Secondo grande insegnamento: abbiamo tutti bisogno del nostro “cane a faccia in giù”.

Nella pratica il punto di arrivo di una determinata sequenza, l’asana che aiuta a riprendere fiato prima di ricominciare è adho mukha svanasana, che nella mia mente rappresenta un po’ il ritorno a casa, il rientrare nella propria comfort zone.

Durante gli allenamenti, nel momento in cui con il coach si è capito quale sarebbe dovuto essere il mio “ritmo maratona”, quello è diventato un po’ il mio “cane a faccia in giù” della corsa: quella condizione di quiete nello sforzo che aiuta a tenere una respirazione sostenuta, ma pur sempre confortevole.

Nella vita questo è rappresentato da quei momenti di sosta di cui tutti noi abbiamo bisogno a seguito di periodi di forte sollecitazione come, per esempio, scadenze al lavoro o questioni familiari importanti, dove però le circostanze ci richiedono comunque di rimanere vigili e reattivi… in sostanza non “sederci sugli allori”.


Terzo grande insegnamento: non serve dare tutto all’inizio, con il rischio di non avere più forza ed energie quando più se ne ha bisogno. Nella pratica, così come nella corsa, all’inizio è necessaria un’esecuzione calma e controllata che non spinga al massimo: non solo per preservarsi, ma anche per interrogare il corpo sul proprio stato e avere la lucidità per comprendere come affrontare al meglio eventuali situazioni critiche una ad una. E lo stesso è applicabile al nostro quotidiano, dalle più banali mansioni lavorative, alla gestione delle relazioni interpersonali.

Si tratta di una fase di test, dove si controlla che tutti gli ingranaggi siano ben oliati… e se non lo sono? Beh… si passa allora al quarto e ultimo grande insegnamento.


Il fulcro di tutto questo, infatti, è uno solo: il respiro.

Il respiro aiuta ad eseguire gli asana correttamente, affrontando uno a uno i blocchi di determinate zone del corpo e della mente; aiuta a controllare il ritmo maratona e a curare i dolori che possono incorrere correndo; aiuta a gestire le emozioni nella vita di tutti i giorni.

Non a caso in sanscrito si chiama pranayama: prana è forza e ayama è controllo. Lo yoga non insegna solo il controllo e la corsa non solo la forza, ma entrambe hanno bisogno dell’altra componente, per far sì che le esecuzioni non solo siano corrette, ma portino gratificazione.

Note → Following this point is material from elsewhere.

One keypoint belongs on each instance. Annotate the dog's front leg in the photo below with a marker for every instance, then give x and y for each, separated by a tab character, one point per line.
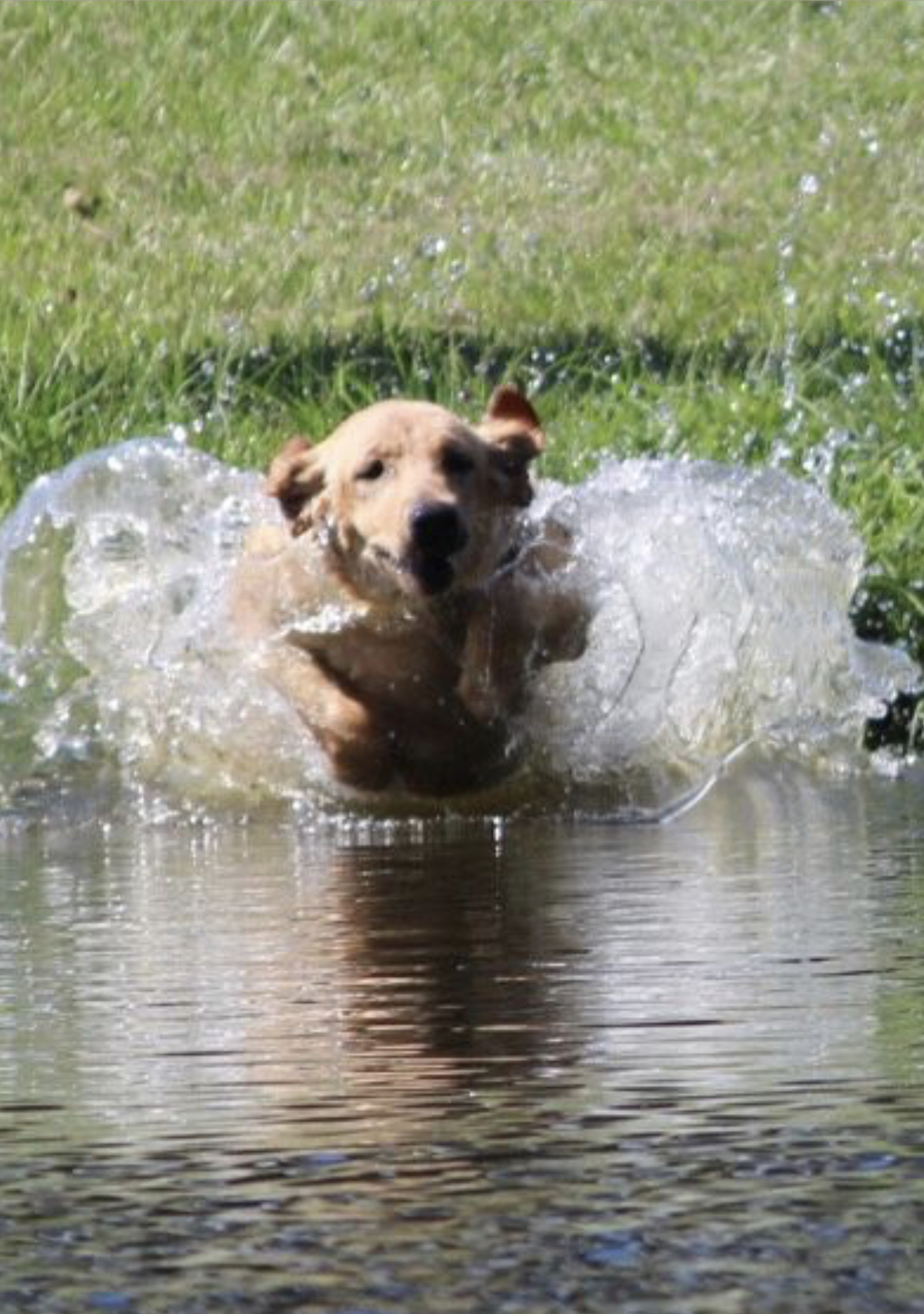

Perché, parafrasando una pubblicità di qualche tempo fa, “la forza è nulla senza il controllo”.


E, non fosse stato per la pratica di entrambe le discipline, non sarei riuscita a raggiungere un obiettivo tanto insperato solo qualche mese fa: chiudere la regina delle corse in meno di 4 ore… e al mio primo tentativo!

3 ore, 58 minuti e 38 secondi, 42 chilometri e 195 metri che meritano tutta la mia gratitudine!